Mia M. Gaudet, PhD, Scientific Director of Epidemiology Research at ACS, was able to use an end-to-end ML pipeline built on Google Cloud to perform deep analysis of breast cancer tissue samples, the most commonly diagnosed type of cancer among women and the second leading cause of cancer death.

After obtaining medical records and surgical tissue samples for 1,700 CPS-II study participants who were diagnosed with breast cancer from hundreds of hospitals throughout the U.S., Dr. Gaudet studied high-resolution images of the tumor tissue in an effort to determine what lifestyle, medical, and genetic factors are related to molecular subtypes of breast cancer, and whether different features in the breast cancer tissue translate to a better prognosis.

She faced a few technical challenges in analyzing the 1,700 images of breast tumor tissue:

  • They were captured in a high-resolution, uncompressed and proprietary format—up to 10GB each. Image conversion would be exceedingly costly and time consuming.

  • Even if the images were converted to a usable format, it would take a team of highly trained pathologists up to three years to analyze all 1,700, and at significant cost.

  • Analysis would be subject to human fatigue and bias, and some patterns might not be detectable by humans at all.

How Slalom used Cloud ML Engine to help Dr. Gaudet complete her research
To overcome these challenges, Dr. Gaudet and ACS teamed up with Slalom, a Cloud premier partner, to facilitate deep learning at scale. Quality of preprocessing standardization was critical and the images needed to be translated consistently, with colors normalized.

The interpretation of colors across images was standardized through the reduction of color variance and every image was broken into evenly sized tiles to distribute the workload and optimize the data structure required to train the models.

Slalom used GCP to build an end-to-end machine learning pipeline, including preprocessing, feature engineering, and clustering:

  • Cloud Machine Learning Engine (Cloud ML Engine) preprocessing enabled model training and batch prediction.

  • Images were stored using Cloud Storage.

  • Compute Engine orchestrated image conversion and initiated Cloud ML Engine training and prediction jobs in the correct sequence.

  • Using Keras with a TensorFlow backend for prototyping, Slalom created an auto-encoder model.

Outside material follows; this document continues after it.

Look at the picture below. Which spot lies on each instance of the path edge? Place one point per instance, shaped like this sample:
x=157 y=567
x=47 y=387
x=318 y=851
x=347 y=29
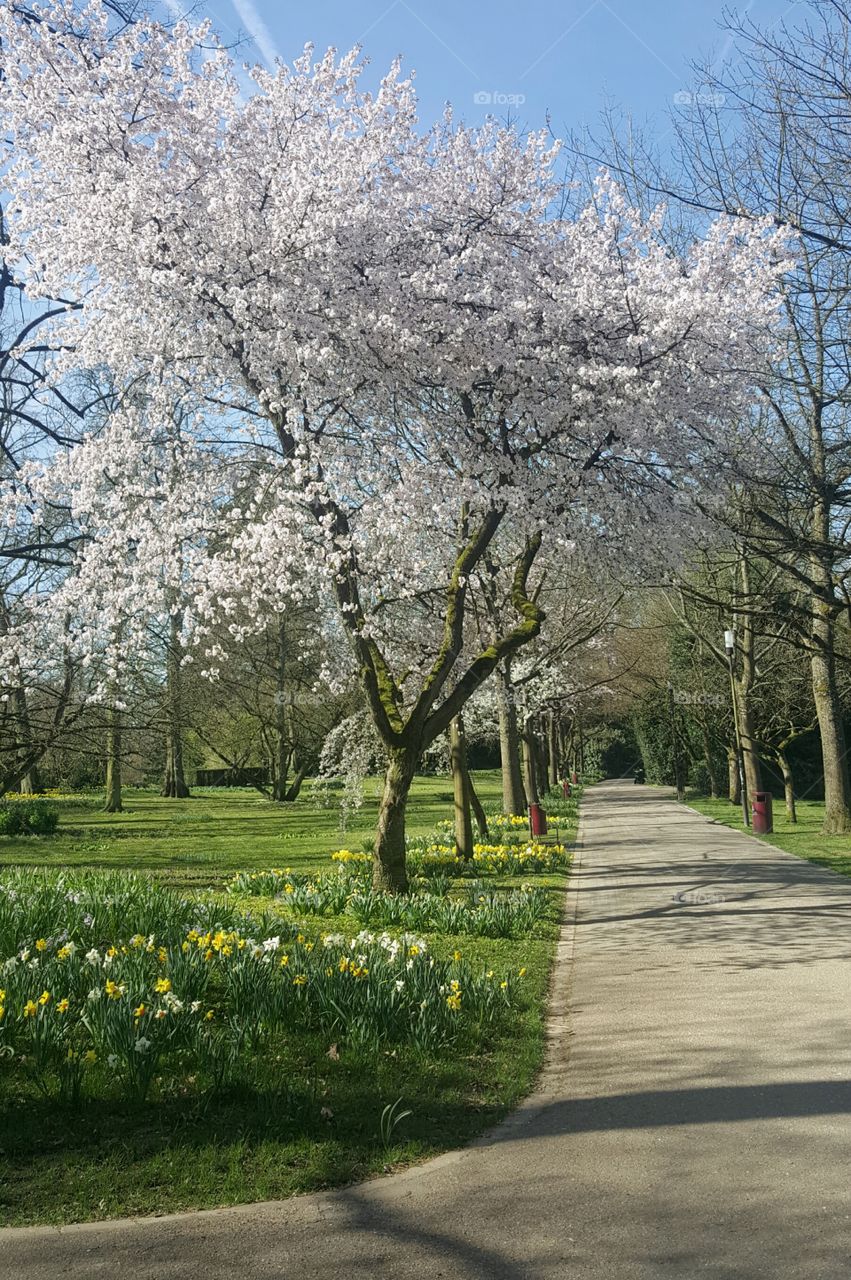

It then used distributed training on Cloud ML Engine to convert the images into feature vectors that represent patterns in the images as a sequence of numbers.

  • The features were then clustered with TensorFlow, once again using Cloud ML Engine. The result was a set of cluster assignments, one for each tile in the image, that American Cancer Society plans on using in follow-up analyses.

With this approach, analysis was completed in only three months—twelve times faster than projected—and with a higher degree of accuracy and consistency. The analysis found interesting results: it isolated potentially significant patterns in the cancer tissue that might help inform risk factors and prognosis in the future.

"By leveraging Cloud ML Engine to analyze cancer images, we're gaining more understanding of the complexity of breast tumor tissue and how known risk factors lead to certain patterns,” said Gaudet.

ACS now has established processes and a cloud infrastructure that will be reusable on similar projects to come. We’re enormously proud that our technology is helping medical professionals who are working tirelessly to prevent cancer deaths and improve outcomes.